11:13 pm on Jan 16, 2010 (gmt 0)

WebmasterWorld Senior Member 10+ Year Member Top Contributors Of The Month



Here's a variation on the Yahoo cloaked-crawler theme: Emphasis mine:

ec2-174-129-120-104.compute-1.amazonaws.com
Mozilla/4.0 (compatible; MSIE 6.0; Windows NT 5.1) (for IE)

robots.txt? NO
URI: /favicon.ico
Related: amazonaws.com plays host to wide variety of bad bots [webmasterworld.com]

FYI:

1.) Search results for the entire string, above, show a whopping four entries before this posting, three of which reside on developer.yahoo.com and relate to Yahoo's shopping API, and the fourth is a blog entry about Yahoo's shopping web services/merchant search API.

2.) As far as the above UA goes, apparently someone used Yahoo's EXAMPLE string for faking IE (again emphasis mine) --

When calling the shopping APIs, you must set the HTTP user agent to a valid web browser string. Bot and spider strings are not valid. The user agent can be set to some default value - it does not have to be changed based on the user's browser. Some examples are as follows:
[/i[i]
Mozilla/4.0 (compatible; MSIE 6.0; Windows NT 5.1) (for IE)
Mozilla/5.0 (Windows; U; Windows NT 5.1; en-US; rv:1.8.0.1) Gecko/20060111 Firefox/1.5.0.1 (for FireFox)

Sources: TERMS OF SERVICE
[developer.yahoo.com...]
[developer.yahoo.com...]

FWIW:

My main concern is not about a semi-clueless cloud-based bot-runner copy-paste mess-up fake-out. Rather, it's Yahoo telling people to bypass no-robots kinds of requirements on OUR servers -- which is, of course, something we're not supposed to do on THEIR servers:

6. MEMBER CONDUCT
You agree to not use the Yahoo! Services to: ...

"j. interfere with or disrupt the Yahoo! Services or servers or networks connected to the Yahoo! Services, or disobey any requirements, procedures, policies or regulations of networks connected to the Yahoo! Services, including using any device, software or routine to bypass our robot exclusion headers;"

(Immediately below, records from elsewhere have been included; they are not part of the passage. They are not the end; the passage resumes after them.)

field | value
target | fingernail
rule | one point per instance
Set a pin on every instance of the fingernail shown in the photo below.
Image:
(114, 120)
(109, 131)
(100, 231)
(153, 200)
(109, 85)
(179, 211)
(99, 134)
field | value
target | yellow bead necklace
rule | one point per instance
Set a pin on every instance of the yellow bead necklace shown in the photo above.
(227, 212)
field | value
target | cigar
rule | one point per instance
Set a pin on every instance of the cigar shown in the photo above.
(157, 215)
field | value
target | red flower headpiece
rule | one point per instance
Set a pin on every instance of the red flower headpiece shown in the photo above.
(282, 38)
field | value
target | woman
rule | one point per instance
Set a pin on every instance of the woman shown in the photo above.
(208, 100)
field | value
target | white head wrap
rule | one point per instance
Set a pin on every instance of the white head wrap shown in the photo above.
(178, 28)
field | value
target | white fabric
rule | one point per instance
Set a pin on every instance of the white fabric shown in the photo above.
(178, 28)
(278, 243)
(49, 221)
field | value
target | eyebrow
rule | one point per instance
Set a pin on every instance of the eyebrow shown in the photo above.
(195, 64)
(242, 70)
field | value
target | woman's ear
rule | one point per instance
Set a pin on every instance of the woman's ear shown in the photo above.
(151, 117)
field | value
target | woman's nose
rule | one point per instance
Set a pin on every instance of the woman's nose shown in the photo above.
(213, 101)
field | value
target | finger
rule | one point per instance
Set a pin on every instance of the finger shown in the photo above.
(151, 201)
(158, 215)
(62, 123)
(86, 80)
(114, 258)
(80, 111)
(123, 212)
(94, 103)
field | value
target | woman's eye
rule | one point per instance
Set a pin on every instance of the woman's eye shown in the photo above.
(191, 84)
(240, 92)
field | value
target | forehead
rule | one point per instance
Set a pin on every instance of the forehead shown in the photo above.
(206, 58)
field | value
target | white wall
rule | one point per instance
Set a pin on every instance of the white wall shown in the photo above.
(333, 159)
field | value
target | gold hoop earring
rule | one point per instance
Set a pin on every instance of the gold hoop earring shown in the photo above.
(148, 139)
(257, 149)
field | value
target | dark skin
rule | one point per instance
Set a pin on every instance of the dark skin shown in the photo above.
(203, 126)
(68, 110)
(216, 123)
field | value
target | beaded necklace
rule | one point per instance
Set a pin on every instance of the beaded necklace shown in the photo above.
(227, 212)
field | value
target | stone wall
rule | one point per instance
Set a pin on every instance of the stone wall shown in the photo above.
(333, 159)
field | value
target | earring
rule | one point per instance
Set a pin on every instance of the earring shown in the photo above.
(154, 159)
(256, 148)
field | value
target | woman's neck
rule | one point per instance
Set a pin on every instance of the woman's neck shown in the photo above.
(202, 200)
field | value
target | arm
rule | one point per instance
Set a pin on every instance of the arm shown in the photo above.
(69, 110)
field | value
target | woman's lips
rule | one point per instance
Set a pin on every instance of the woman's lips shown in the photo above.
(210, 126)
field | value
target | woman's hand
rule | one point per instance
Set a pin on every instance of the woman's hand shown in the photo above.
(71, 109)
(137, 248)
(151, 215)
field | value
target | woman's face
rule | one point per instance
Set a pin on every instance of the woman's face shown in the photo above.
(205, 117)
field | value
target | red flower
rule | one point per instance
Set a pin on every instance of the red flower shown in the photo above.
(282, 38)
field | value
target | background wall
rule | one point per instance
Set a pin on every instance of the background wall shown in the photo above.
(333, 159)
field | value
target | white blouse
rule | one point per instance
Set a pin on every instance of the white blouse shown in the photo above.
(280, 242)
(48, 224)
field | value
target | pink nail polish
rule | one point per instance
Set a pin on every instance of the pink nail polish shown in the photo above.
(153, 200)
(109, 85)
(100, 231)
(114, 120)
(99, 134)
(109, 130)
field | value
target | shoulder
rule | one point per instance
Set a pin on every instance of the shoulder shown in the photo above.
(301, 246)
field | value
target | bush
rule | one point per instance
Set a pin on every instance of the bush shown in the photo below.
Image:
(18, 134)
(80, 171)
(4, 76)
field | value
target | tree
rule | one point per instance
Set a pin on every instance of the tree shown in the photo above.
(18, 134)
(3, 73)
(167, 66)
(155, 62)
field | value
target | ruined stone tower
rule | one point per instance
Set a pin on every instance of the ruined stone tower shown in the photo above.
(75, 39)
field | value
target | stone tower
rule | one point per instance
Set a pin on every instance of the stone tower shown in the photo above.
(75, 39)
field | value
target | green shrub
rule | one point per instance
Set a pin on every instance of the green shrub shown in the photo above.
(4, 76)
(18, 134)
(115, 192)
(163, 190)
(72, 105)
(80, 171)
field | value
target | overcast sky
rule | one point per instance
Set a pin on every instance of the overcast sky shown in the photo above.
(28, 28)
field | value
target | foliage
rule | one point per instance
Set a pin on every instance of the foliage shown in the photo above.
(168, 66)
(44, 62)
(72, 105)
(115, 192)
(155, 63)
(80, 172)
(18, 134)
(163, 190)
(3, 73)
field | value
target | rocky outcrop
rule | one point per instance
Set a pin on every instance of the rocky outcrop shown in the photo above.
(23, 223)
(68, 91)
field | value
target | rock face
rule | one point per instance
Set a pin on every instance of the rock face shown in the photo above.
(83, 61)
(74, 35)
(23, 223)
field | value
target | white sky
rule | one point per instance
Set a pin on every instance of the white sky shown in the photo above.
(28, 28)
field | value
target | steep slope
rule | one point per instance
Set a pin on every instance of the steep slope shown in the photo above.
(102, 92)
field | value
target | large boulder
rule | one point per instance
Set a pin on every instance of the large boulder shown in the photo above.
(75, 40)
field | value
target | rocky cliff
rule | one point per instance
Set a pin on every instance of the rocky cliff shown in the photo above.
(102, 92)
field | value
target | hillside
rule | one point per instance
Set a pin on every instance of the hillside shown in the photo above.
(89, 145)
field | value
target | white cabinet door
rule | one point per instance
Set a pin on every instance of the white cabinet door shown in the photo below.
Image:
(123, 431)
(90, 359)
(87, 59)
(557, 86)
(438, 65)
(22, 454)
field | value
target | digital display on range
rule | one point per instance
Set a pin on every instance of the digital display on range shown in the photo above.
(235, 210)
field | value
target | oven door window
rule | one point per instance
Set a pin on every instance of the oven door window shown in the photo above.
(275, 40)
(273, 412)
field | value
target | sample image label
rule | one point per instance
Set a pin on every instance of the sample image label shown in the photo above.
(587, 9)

Source: Yahoo! Terms of Service
[info.yahoo.com...]

/mini-rant :)

Pfui

11:30 pm on Jan 16, 2010 (gmt 0)

WebmasterWorld Senior Member 10+ Year Member Top Contributors Of The Month



P.S. While I was typing the above: Clueless came 'round again today, ~4 hours later:

ec2-174-129-120-104.compute-1.amazonaws.com
Mozilla/4.0 (compatible; MSIE 6.0; Windows NT 5.1) (for IE)

robots.txt? NO
URI: /favicon.ico

I won't keep posting "(for IE)" activity but it'll be interesting to know if/when you see this fake, too.